Associazione di tipo mafioso, estorsioni aggravate dal metodo mafioso, corruzione ed altro aggravati dalla finalità mafiose. Sono i reati contestati a vario titolo nei confronti di 9 persone colpite da un fermo di polizia giudiziaria emesso dalla Direzione distrettuale antimafia di Napoli nell’ambito di un’operazione a Caivano e in alcuni Comuni vicini. I 9 sono stati fermati in quanto “gravemente indiziati“. Coinvolti anche alcuni esponenti della precedente amministrazione del Comune di Caivano. Tra loro anche esponenti di Italia Viva, che era in maggioranza con il precedente sindaco di Caivano. A essere fermati sono stati tra gli altri Armando Falco (ex segretario cittadino del partito), Giovanbattista Alibrico (consigliere comunale), Carmine Peluso (ex assessore), Martino Pezzella e Vincenzo Zampella (entrambi tecnici comunali). Gli altri fermati sono Raffaele Bervicato (braccio destro del capoclan Antonio Angelino), Massimiliano Volpicelli (incaricato di attuare le direttive di Angelino), Domenico Galdiero e Raffaele Lionelli (entrambi accusati di aver messo in atto le estorsioni).

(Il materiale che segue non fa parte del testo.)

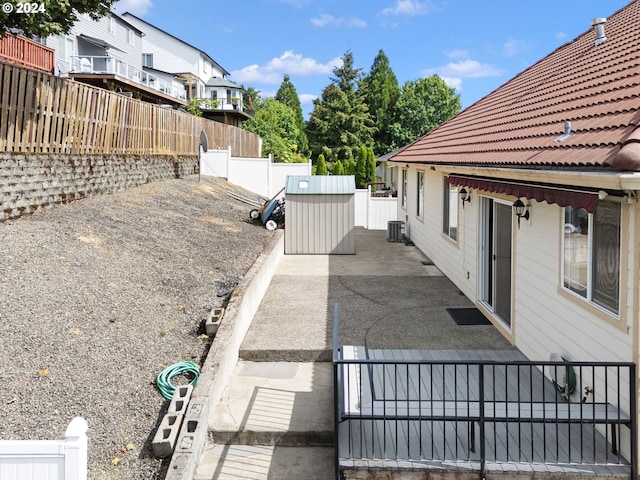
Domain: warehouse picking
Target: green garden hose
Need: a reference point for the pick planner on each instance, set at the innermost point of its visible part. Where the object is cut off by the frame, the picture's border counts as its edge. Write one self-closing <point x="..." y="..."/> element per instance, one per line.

In una nota Ciro Buonajuto, coordinatore regionale e portavoce nazionale di Italia Viva, precisa che Peluso e Alibricio “non sono mai stati iscritti” a Italia Viva, mentre Falco è stato iscritto soltanto nel 2021 senza mai rinnovare l’adesione. Peluso e Alibrico, che facevano parte del gruppo consiliare Orgoglio Campano, avevano aderito nel 2021 a quello di Italia Viva. Le spaccature nella maggioranza del sindaco Enzo Falco portarono poi nel 2022 alle dimissioni di 13 consiglieri su 24, determinando quindi lo scioglimento e la nomina di un commissario straordinario, tuttora in carica.

Tra le accuse contestate ai tre politici locali la più grave è la partecipazione all’associazione camorristica che faceva capo ad Antonio Angelino e che opera sul territorio di Caivano e nelle sue vicinanze al fine di acquisire il controllo delle attività economiche anche attraverso estorsioni, condizionare le gare di appalto del Comune di Caivano, a garantire l’impunità degli affiliati. Se Peluso, secondo l’accusa, ha partecipato alle attività illegali in qualità di assessore (ai Lavori pubblici prima e al Commercio poi), Alibrico e Falco stando agli atti dell’inchiesta per conto del clan avvicinavano le vittime di estorsione – cioè coloro che si erano aggiudicati i lavori pubblici – per riscuotere le somme estorte (una parte rimaneva a loro). Non solo informavano anche gli altri componenti dell’associazione mafiosa sulle imprese che avrebbero vinto l’appalto e diventavano intermediari tra il clan e le imprese. E – sempre secondo gli inquirenti – condizionavano anche le gare d’appalto, con la collaborazione del funzionario comunale.